Je suis un rat. Un rebus de la société qui rampe, vole, quémande pour survivre dans les rues de la basse-ville. D'aussi loin que je me souvienne, j'ai toujours fait partie de la vermine ; du matin au soir, je guette les passants qui s'aventurent dans les ruelles, prêt à extorquer de quoi me remplir la panse. Parfois, la chance me sourit quand mes mains se referment sur quelques pièces de cuivre qui me valent un repas chaud. L'espoir se glisse alors en moi comme un rêve palpable, me laissant entrevoir cette vie clémante tant espérée. Mais la réalité ressurgit tôt ou tard quand, transi de froid et le ventre aussi vide que mes poches, je foule la terre de mes pieds sales dans une ruelle aux relents putrides.
La faim.
Elle s'installe sournoisement, tiraille votre chaire, vos boyaux, jusqu'à n'en devenir qu'obsession ; le peu de lucidité qu'il vous reste s'échappe, il ne reste alors de vous plus qu'une profonde haine, une hargne féroce prompt à guider vos gestes. Et telle une bête, vous oscillez, poussé par l'instinct, la gueule ouverte, prêt à mordre jusqu'au sang la première main tendue vers vous.

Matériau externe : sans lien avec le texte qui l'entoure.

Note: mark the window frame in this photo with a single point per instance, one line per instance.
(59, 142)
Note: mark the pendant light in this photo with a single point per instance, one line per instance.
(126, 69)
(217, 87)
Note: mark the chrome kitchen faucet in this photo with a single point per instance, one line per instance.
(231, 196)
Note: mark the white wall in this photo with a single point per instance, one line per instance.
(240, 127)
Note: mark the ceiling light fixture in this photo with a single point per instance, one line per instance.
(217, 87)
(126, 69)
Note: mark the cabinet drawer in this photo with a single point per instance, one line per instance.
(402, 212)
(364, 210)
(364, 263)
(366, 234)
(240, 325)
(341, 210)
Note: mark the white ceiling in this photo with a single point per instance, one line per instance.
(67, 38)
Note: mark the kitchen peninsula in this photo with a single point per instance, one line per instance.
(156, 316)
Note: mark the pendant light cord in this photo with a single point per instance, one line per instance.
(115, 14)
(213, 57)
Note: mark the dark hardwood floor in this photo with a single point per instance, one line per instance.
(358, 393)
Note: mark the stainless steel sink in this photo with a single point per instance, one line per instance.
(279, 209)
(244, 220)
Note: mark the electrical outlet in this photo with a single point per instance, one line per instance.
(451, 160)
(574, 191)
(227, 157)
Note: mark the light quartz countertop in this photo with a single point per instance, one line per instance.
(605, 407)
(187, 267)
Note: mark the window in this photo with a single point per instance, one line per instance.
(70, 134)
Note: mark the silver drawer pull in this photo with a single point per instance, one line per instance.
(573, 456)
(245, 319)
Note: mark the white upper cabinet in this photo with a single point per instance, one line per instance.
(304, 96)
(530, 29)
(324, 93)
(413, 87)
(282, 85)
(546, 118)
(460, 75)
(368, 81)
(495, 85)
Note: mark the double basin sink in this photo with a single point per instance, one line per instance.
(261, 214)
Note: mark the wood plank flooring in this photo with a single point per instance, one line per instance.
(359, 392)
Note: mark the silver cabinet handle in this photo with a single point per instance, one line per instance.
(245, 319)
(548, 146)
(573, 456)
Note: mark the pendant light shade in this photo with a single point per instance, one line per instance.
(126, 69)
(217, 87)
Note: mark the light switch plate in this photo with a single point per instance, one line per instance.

Je suis né un matin de pluie, arraché des entrailles de celle qui m'a porté dans les cris, le sang et la souffrance. Très vite, la vie se chargea de me rappeler que je serais seul ; la première année qui suivit ma naissance, celle qui me mit au monde fut gagnée par la pultrocloque et abandonnée agonisante aux abords de la ville. Depuis des décennies, les charognards, dit-on, viennent s'y nourrir de cadavres et tournoient dans le ciel, tel un funeste cortège, sous les feux des vigies. Dans les années qui suivirent, nul orphelinat ne vint à moi et je fus un premier temps reccueilli par une connaissance de ma défunte mère, qui n'avait que faire de mon existence si ce n'est ce qu'elle pouvait lui rapporter. Ainsi je grandis dans une taverne crasse, La Grenouillarde, située au fin fond de la basse-ville, à servir des ivrognes et écouter les soulards clamer miséricorde à la nuit tombée ; je n'étais qu'un enfant alors, mais bien en âge de comprendre ce que la vie me réservait. Pour autant, je m'estimais heureux : je n'errais pas dans la rue comme ces autres marmots que j'avais vu passer ; j'avais de quoi souper, une tenue certes non des plus riches, mais qui me suffisait. Je me levais le matin, avant les premières lueurs du soleil, et astiquais bancs et tables au milieux d'effluves d'alcool et de vomi. Puis je gagnais les cuisines pour effectuer la plonge avant le service du midi. Certains jours, le vieux Gueillot m'envoyait aussi quérir des victuailles. Ces jours-là, je devais courrir. Il n'était pas question de le décevoir, parce que le regard qu'il me lançait m'arrachait des frissons et que je n'avais qu'une peur : qu'il me mette dehors et que je me retrouve, comme ces marmots en guenilles, à raser les coins de murs.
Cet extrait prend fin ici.